Most institutions offer accounts with no fees. Still, others have fees such as Overdraft, Monthly services, and ATM fees. Looking a financial institution that offers a checking account where these fees are kept to minimum is ideal.
Generally, there is no interest paid on these types of accounts. They are primarily used as holding accounts to either pay bills or transfer money to investment accounts. However, keeping a small amount of money available is always a good idea.
Besides a checking account a saving account is the next essential account in any wealth building plan. Savings accounts are also insured by the FDIC. With $50 you can open an account at any number of institutions either local banks, credit unions or internet banks online. This account could be used for a number of different goals; emergency savings, savings for your child’s college fund or long term retirement savings.

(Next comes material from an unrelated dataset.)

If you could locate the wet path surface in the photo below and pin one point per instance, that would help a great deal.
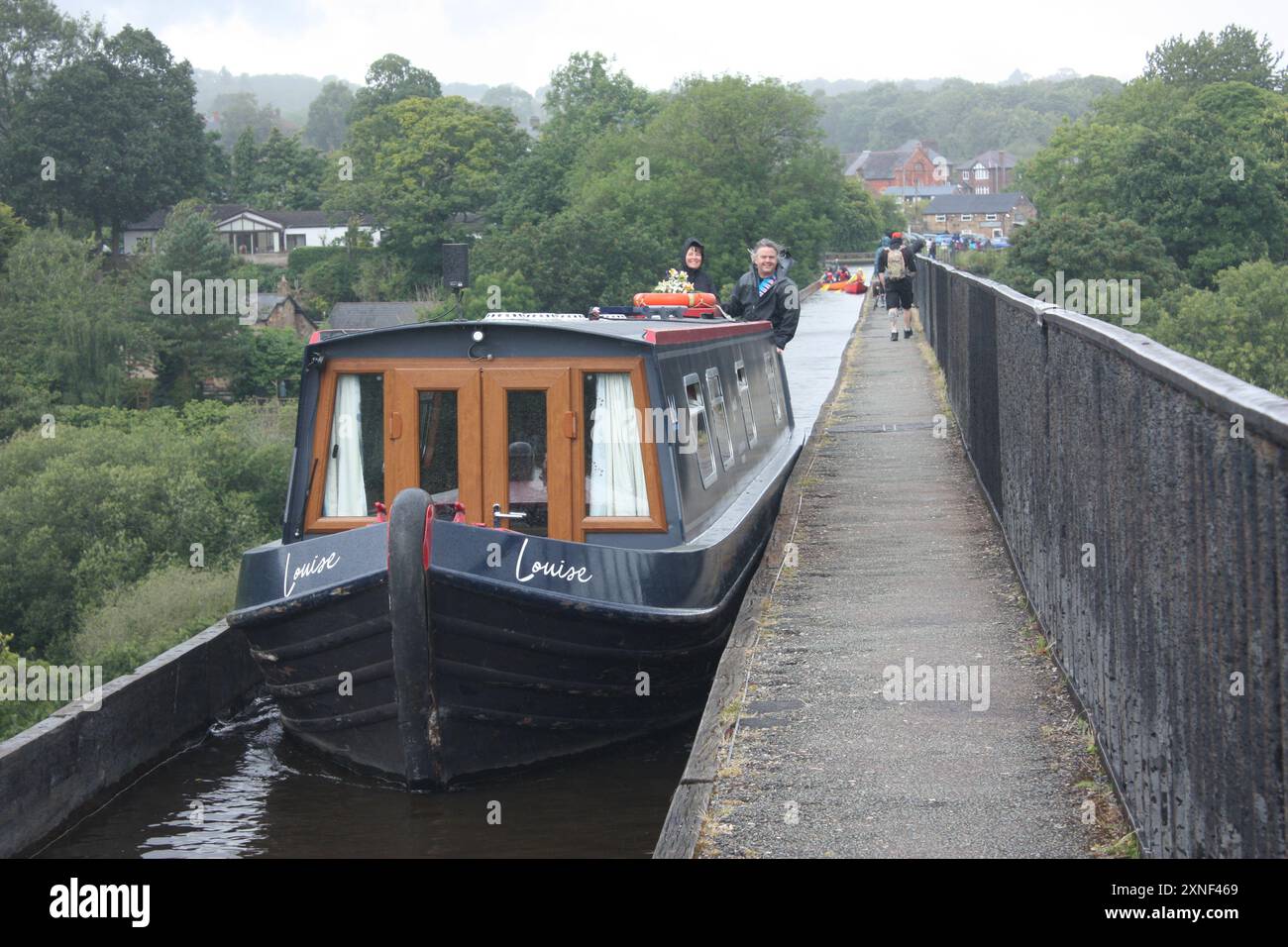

Let’s focus on an emergency fund; the ideal amount should be at the extreme very least two months of living expenses saved. For instance if your main expenses i.e. rent, car, and student loan comes to $1,500 you should have at least $3,000 saved. How do you accomplish this? $50 dollars saved every week at 2% interest in one year is $2,422, in a little over a year you will have meet your goal. The key is to get started on an emergency fund or the just in case life happens fund. Look for an account that has a high interest rate and pays the interest monthly, your money will grow faster. The online choices for this account are the following:
ING Direct – No minimum to open, and No fees
Ally Bank – No minimum to open, and No fees
American Express Bank – The credit card company has a great saving account.
Your Local bank or Credit union will also have attractive savings account options.
Finally, linking the saving account to the checking account for automatic deposits, taking set amounts of money and making deposits to your savings account will assist you in building your emergency fund.